The Supremacy Clause is not the only constitutional concern raised by SB500. As the sale of electronic literary products by definition represents interstate commerce, the proposed legislation also directly violates article 1, section 8, clause 3 of the Constitution, which gives Congress the right to regulate interstate commerce. Imposing terms on publishers from the several states in their commercial relationship with Connecticut libraries clearly interferes with interstate commerce which is the exclusive purview of the Congress of the United States.
The initiative proposed by Hwang and Vahey also violates the due process clause of the 5th amendment as it is unduly vague and does not give an author or publisher a reasonable understanding of what constitutes “reasonable terms” under the law. This is troubling as anyone who violates this law could face penalties under Connecticut law. SB500 would also impose an undue burden on small publishers and author-publishers who cannot afford the legal resources to sort through the complexities of the regulatory framework that will ultimately define the intent of the legislature.
SB500 would ultimately force publishers to accept licenses they might otherwise choose not to. In other words, under this law, publishers lose the ability to control to whom they license their works and on what terms, eviscerating their rights under 17 U.S.C. §106. The Supreme Court already decided on this issue in its 1999 decision in Orson, Inc. v. Miramax expressly ruled that states cannot infringe upon the rights of copyright holders: “The state may not mandate distribution and reproduction of a copyrighted work in the face of the exclusive rights to distribution granted under §106.” The law at issue in that case, just as S2842 would do, “direct[ed] a copyright holder to distribute and license against its will and interests.”
In her well-reasoned decision striking down the nearly identical law in Maryland, United States District Judge Deborah Boardman, stated: “Libraries serve many critical functions in our democracy. They serve as a repository of knowledge — both old and new — and ensure access to that knowledge does not depend on wealth or ability…. However, striking the balance between the critical functions of libraries and the importance of preserving the exclusive rights of copyright holders is squarely in the province of Congress and not this Court or a state legislature.”

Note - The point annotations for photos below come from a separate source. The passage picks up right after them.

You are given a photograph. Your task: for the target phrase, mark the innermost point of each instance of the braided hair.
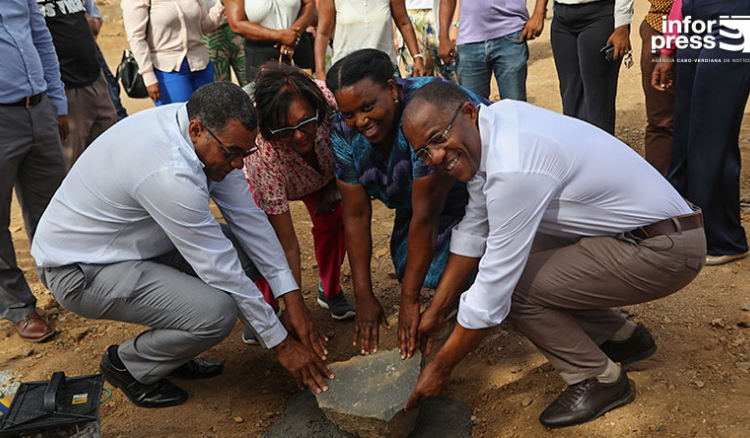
(366, 63)
(276, 84)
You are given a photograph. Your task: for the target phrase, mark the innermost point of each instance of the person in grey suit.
(130, 236)
(33, 117)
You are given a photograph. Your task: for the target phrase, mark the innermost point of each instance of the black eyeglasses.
(437, 141)
(232, 152)
(307, 127)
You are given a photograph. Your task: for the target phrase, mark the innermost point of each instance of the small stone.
(78, 333)
(368, 395)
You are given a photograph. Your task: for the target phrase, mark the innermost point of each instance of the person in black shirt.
(90, 111)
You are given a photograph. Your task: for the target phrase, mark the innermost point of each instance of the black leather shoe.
(638, 347)
(586, 401)
(198, 369)
(157, 395)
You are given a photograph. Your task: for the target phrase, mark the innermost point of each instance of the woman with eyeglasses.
(294, 162)
(374, 160)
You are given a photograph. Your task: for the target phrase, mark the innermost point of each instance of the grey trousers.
(90, 113)
(186, 315)
(563, 299)
(31, 160)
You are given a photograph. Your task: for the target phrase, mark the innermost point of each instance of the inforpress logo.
(697, 34)
(736, 29)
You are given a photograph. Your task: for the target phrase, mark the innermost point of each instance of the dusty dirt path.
(696, 385)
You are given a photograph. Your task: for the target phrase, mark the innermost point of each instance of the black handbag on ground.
(132, 81)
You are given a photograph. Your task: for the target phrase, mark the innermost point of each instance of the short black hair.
(275, 86)
(218, 103)
(366, 63)
(441, 94)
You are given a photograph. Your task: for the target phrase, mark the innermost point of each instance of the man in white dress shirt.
(129, 236)
(563, 222)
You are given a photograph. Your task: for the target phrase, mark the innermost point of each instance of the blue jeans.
(112, 86)
(506, 56)
(178, 86)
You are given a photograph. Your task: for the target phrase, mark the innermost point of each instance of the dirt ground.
(696, 385)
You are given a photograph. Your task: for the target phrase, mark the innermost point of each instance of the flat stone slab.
(441, 417)
(368, 395)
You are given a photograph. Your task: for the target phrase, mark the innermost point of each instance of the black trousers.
(588, 82)
(259, 52)
(709, 103)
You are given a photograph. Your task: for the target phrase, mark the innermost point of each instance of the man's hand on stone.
(433, 381)
(303, 325)
(368, 319)
(408, 322)
(303, 364)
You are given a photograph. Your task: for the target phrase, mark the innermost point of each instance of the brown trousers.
(659, 107)
(563, 299)
(90, 112)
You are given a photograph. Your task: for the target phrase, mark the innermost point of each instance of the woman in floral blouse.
(294, 162)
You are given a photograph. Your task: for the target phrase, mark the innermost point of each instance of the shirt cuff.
(623, 19)
(273, 335)
(467, 245)
(149, 78)
(282, 284)
(473, 318)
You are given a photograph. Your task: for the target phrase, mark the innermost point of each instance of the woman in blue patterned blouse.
(374, 160)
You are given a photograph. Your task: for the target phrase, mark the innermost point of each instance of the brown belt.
(28, 101)
(668, 226)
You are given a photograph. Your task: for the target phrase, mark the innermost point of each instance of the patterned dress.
(389, 179)
(278, 174)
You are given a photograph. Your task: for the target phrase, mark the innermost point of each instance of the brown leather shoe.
(586, 401)
(34, 328)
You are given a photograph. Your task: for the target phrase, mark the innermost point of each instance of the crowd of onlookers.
(183, 44)
(129, 235)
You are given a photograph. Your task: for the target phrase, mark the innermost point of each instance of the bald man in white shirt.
(564, 222)
(130, 236)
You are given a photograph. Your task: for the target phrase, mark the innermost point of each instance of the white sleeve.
(179, 202)
(256, 235)
(515, 205)
(623, 12)
(469, 237)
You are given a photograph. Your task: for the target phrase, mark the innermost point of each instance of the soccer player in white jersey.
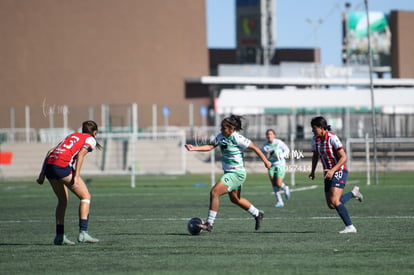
(232, 145)
(327, 146)
(276, 152)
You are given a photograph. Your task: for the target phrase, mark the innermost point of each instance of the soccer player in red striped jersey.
(62, 169)
(328, 147)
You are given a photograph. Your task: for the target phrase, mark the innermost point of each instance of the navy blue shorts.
(57, 172)
(338, 180)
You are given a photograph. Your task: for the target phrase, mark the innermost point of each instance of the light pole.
(315, 26)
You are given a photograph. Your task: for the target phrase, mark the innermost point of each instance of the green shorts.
(233, 180)
(278, 171)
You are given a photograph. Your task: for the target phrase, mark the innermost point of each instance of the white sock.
(211, 217)
(253, 211)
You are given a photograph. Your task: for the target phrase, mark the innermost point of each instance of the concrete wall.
(91, 52)
(402, 45)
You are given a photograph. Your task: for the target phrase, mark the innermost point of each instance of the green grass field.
(143, 230)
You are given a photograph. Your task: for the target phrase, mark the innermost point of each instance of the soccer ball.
(192, 226)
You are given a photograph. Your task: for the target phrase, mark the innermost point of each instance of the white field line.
(230, 219)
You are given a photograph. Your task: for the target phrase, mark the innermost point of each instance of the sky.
(297, 27)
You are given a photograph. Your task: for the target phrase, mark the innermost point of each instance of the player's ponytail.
(234, 121)
(89, 127)
(320, 121)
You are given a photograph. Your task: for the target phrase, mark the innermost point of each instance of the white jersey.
(277, 150)
(232, 149)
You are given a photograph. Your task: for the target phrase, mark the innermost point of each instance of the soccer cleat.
(348, 229)
(62, 240)
(206, 226)
(357, 194)
(287, 193)
(84, 237)
(279, 204)
(258, 219)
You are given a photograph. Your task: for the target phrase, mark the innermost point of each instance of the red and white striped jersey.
(67, 150)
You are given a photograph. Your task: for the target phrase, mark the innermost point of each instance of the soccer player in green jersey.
(276, 152)
(232, 145)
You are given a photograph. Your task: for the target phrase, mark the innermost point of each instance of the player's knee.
(234, 200)
(331, 205)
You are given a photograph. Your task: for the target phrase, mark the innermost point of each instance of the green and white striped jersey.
(232, 149)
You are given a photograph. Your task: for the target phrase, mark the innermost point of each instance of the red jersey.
(67, 150)
(327, 148)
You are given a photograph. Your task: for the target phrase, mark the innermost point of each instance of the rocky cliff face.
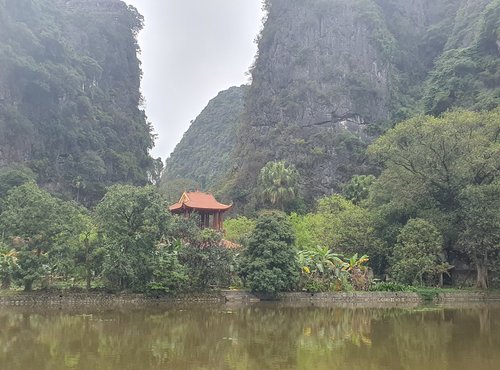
(331, 75)
(205, 154)
(69, 94)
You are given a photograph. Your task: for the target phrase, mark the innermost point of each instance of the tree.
(209, 264)
(8, 265)
(37, 225)
(418, 253)
(358, 188)
(239, 229)
(278, 183)
(132, 220)
(169, 275)
(480, 235)
(428, 162)
(269, 263)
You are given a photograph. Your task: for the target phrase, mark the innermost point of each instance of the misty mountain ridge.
(332, 75)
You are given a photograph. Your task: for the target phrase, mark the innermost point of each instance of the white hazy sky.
(191, 50)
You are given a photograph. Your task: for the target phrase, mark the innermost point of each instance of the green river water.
(257, 336)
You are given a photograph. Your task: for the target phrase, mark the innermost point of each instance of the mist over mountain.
(332, 75)
(70, 95)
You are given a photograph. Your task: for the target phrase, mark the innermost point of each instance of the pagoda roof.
(198, 200)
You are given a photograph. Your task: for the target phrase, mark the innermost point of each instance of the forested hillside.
(332, 75)
(204, 156)
(69, 95)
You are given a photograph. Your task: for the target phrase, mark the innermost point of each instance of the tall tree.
(278, 183)
(269, 262)
(429, 161)
(132, 220)
(480, 235)
(38, 225)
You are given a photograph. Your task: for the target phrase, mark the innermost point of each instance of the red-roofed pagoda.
(205, 205)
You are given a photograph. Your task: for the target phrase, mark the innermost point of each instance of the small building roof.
(198, 200)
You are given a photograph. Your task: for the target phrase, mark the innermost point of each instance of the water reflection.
(263, 336)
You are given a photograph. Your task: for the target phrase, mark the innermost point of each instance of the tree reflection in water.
(262, 336)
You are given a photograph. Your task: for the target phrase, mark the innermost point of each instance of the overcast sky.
(191, 50)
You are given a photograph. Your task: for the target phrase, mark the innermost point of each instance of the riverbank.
(64, 298)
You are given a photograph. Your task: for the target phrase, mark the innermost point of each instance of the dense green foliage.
(278, 184)
(42, 229)
(69, 95)
(133, 220)
(238, 230)
(443, 170)
(417, 253)
(269, 262)
(330, 76)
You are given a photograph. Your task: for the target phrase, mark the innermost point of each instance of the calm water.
(262, 336)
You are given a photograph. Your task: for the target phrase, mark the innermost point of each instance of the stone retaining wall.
(99, 299)
(54, 299)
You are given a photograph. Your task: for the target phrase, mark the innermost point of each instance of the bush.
(208, 263)
(269, 263)
(169, 275)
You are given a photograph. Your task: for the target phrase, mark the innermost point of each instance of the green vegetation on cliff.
(69, 95)
(332, 75)
(205, 154)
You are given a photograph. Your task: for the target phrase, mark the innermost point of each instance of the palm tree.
(278, 183)
(8, 262)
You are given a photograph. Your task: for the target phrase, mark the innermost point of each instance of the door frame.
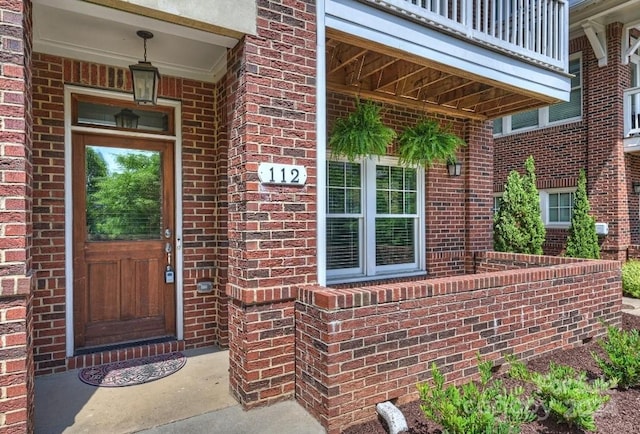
(68, 199)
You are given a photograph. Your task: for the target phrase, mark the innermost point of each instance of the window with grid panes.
(374, 220)
(560, 207)
(558, 113)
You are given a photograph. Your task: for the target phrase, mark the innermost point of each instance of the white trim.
(321, 145)
(597, 36)
(544, 207)
(369, 270)
(543, 112)
(379, 26)
(68, 199)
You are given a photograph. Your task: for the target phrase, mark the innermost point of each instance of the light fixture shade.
(145, 78)
(454, 168)
(126, 118)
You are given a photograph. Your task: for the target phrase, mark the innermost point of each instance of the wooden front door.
(123, 226)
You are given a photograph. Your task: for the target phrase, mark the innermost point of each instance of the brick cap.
(550, 268)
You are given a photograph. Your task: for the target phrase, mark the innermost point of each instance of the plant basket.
(427, 143)
(361, 133)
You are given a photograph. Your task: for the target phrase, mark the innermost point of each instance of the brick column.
(479, 181)
(272, 229)
(16, 351)
(607, 183)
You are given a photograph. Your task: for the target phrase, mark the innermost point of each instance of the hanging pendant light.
(145, 76)
(126, 118)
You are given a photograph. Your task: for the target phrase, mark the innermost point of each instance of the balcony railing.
(632, 112)
(534, 30)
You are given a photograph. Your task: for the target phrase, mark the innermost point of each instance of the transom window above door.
(122, 115)
(375, 219)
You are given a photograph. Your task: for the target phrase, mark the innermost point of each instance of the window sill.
(375, 280)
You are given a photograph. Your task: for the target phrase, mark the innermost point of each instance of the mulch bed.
(620, 415)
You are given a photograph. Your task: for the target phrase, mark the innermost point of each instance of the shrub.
(623, 350)
(631, 278)
(566, 394)
(518, 225)
(361, 133)
(582, 241)
(475, 408)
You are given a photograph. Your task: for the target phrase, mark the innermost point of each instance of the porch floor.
(195, 399)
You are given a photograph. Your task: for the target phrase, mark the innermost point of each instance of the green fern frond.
(361, 133)
(427, 143)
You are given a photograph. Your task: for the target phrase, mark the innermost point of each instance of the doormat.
(135, 371)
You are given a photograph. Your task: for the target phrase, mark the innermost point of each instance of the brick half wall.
(356, 347)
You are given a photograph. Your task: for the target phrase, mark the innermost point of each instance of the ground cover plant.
(619, 415)
(631, 278)
(475, 408)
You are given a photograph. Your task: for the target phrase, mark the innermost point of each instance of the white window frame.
(369, 270)
(543, 112)
(544, 206)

If SB500 is enacted it will surely face the same legal challenges and suffer the same fate as the Maryland law. It is hoped that Connecticut legislators will reject this irresponsible legislative proposal and not waste the hard-earned dollars of Connecticut taxpayers by subjecting the Commonwealth to legal battles over legislation that has already been rejected as unconstitutional only last year. Legislators should consider the serious repercussions of this legislation for hardworking independent publishers and self-published authors, including minorities and other disadvantaged members of the publishing community, already facing serious challenges in the current economic environment and promptly reject SB500.
Dr. Kurt Brackob is the Director of Histria Books, a leading independent publishing house and an advocate for independent publishers.